Angélique se dégagea pour mieux le regarder, et sa stupeur n'était pas causée par les paroles hardies qu'il lui adressait, mais parce que, prononcées en basque, elles auraient dû, en principe, lui demeurer obscures.

– Voilà qui est extraordinaire, s'exclama-t-elle, mais... il me semble que je comprends le basque !... Moi, le basque ! Ce charabia hermétique que nul ne peut apprendre s'il n'est pas né sur les bords de la Soûle !... Votre armagnac contenait-il quelque philtre magique ? monsieur d'Astiguarza...

– Non... Mais... Ne dit-on pas que vous parlez, madame, certains dialectes des Indiens d'Acadie ?

– J'ai en effet l'usage de la langue abénakise dans la région du Kennebec.

– C'est là l'explication du mystère. Notre langue et celle de ces Indiens sont parentes. Je suppose que, d'origine asiatique, nos races ont fait le tour de la terre en sens inverse, eux se retrouvant ici et nous à Bayonne.
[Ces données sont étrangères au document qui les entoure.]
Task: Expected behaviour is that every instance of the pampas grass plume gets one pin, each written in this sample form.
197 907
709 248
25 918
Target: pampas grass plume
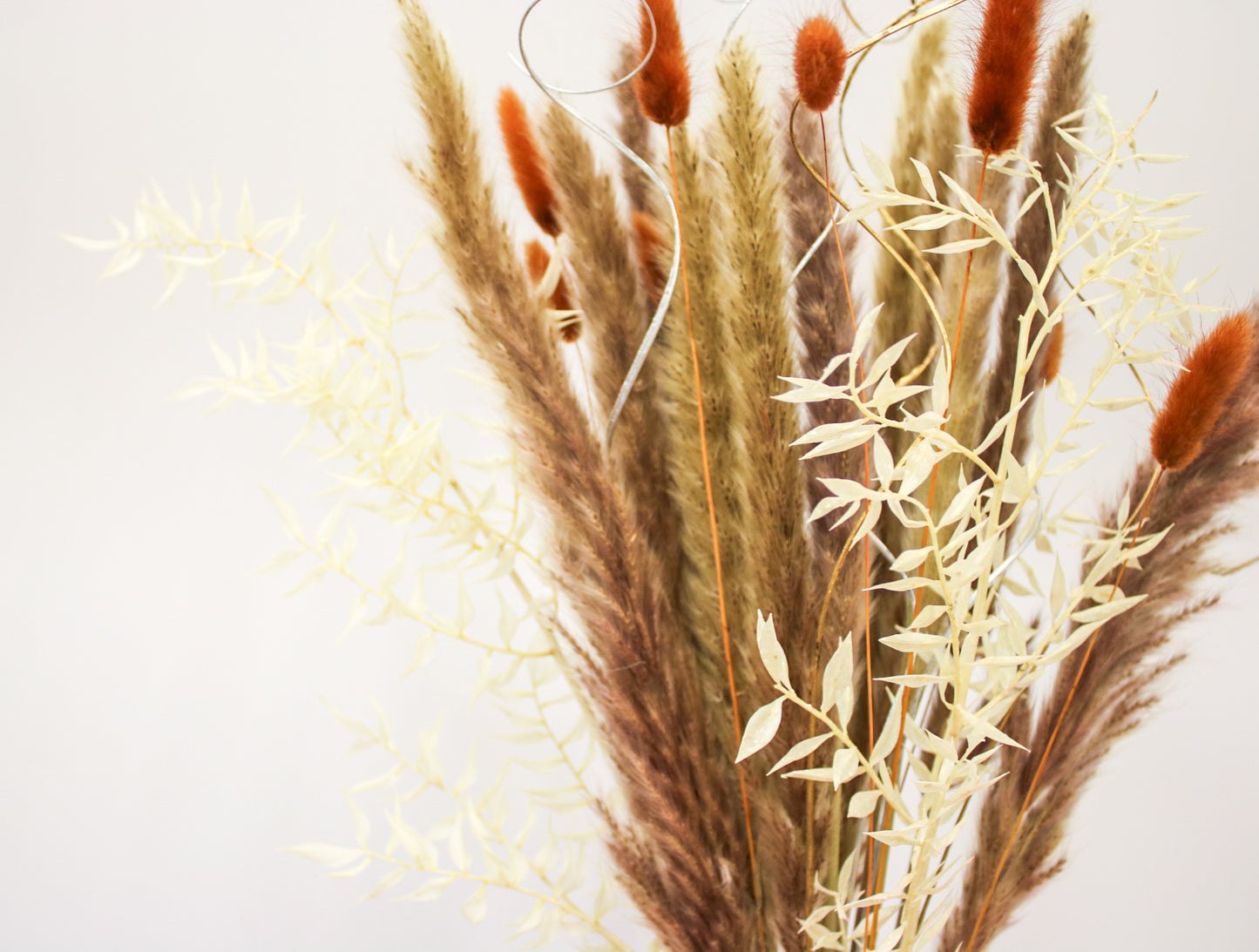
648 245
526 161
1004 67
664 84
1197 395
820 62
Quand jadis mes aïeux sont venus chasser la baleine jusque dans ces parages, ils n'eurent nulle difficulté à s'entendre avec les sauvages et souvent, sans avoir rien appris, nous avons pu servir d'interprètes entre eux et les missionnaires.

Il eut de nouveau un mouvement pour l'attirer contre lui.

– Alors, si vous avez compris mes audacieuses paroles, madame ?... quelle est la réponse ?

Elle lui posa deux doigts sur la bouche.

– Chut, messire ! La nuit de la Saint-Jean, on dit beaucoup de folies, mais on ne doit pas les commettre. C'est affaire de féerie, non de corps.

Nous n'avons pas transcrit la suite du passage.